Мы помолчали. Я снова взял в руки портрет Натальи Потоцкой и долго всматривался в лицо удивительной прелести.

— Простите, — сказал я, — пока вы не передали портрет музею, не могли бы вы позволить мне сделать с него фотографию?

— Пожалуй, — сказал Григорий Александрович. — Я вижу, что вы серьезно всем этим интересуетесь. Я мог бы вам показать и письма, и бумаги из архива Потоцких. Они у меня в гостинице. Где и как вы могли бы сделать фотокопию?

— Если удобно, — сказал я, — то можно у меня дома. У меня есть фотоаппарат. Иногда я переснимаю необходимые мне для работы документы, рисунки, страницы старинных книг.

— Где вы живете? — спросил Григорий Александрович.

— Не так далеко отсюда… На бывшей Пантелеймоновской улице, ныне улице Пестеля.

— А, знаю… Там, где храм в память Гангутской победы двадцать седьмого июля тысяча семьсот четырнадцатого года…

— Сразу можно узнать настоящего старого петербуржца, — сказал я.

Мы условились о времени, когда Григорий Александрович навестит меня, и расстались.

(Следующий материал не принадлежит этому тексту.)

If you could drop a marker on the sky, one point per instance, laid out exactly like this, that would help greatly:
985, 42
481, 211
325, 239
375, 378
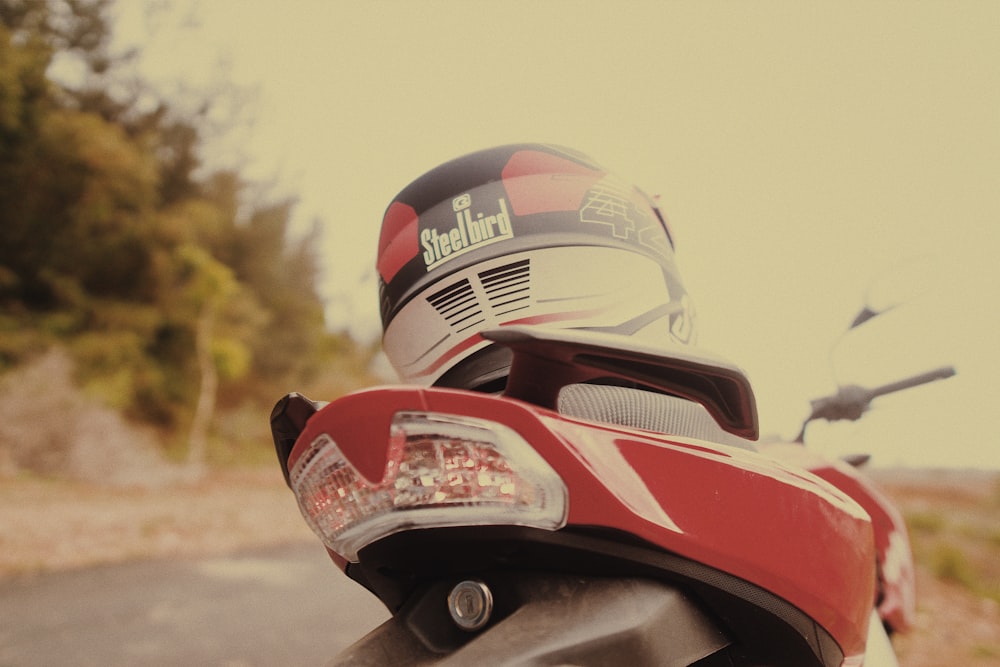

На следующий день в условленный час я поджидал Григория Александровича на улице, возле дома. Время шло. Более двух часов простоял я у ворот, всматриваясь в лица проходящих мужчин… Что могло случиться? Ведь я не знал даже названия гостиницы, где остановился Григорий Александрович… А может, он передумал и решил отказать мне в моей просьбе? Все могло быть.

Весь день я был в подавленном состоянии. Неужели я больше никогда не увижу портрет?

Прошел и второй день. Наступил третий. Встал я как обычно рано. Позвонил на работу, предупредив, что приду с запозданием или вовсе не явлюсь по неотложным обстоятельствам. В девять утра вышел на улицу. Снова внимательно вглядывался в лица прохожих. Поднялся к себе на седьмой этаж, позавтракал. Узнал у соседей, не спрашивали ли меня? Вновь спустился на улицу. Простоял там до двух часов дня. Решил больше не выходить.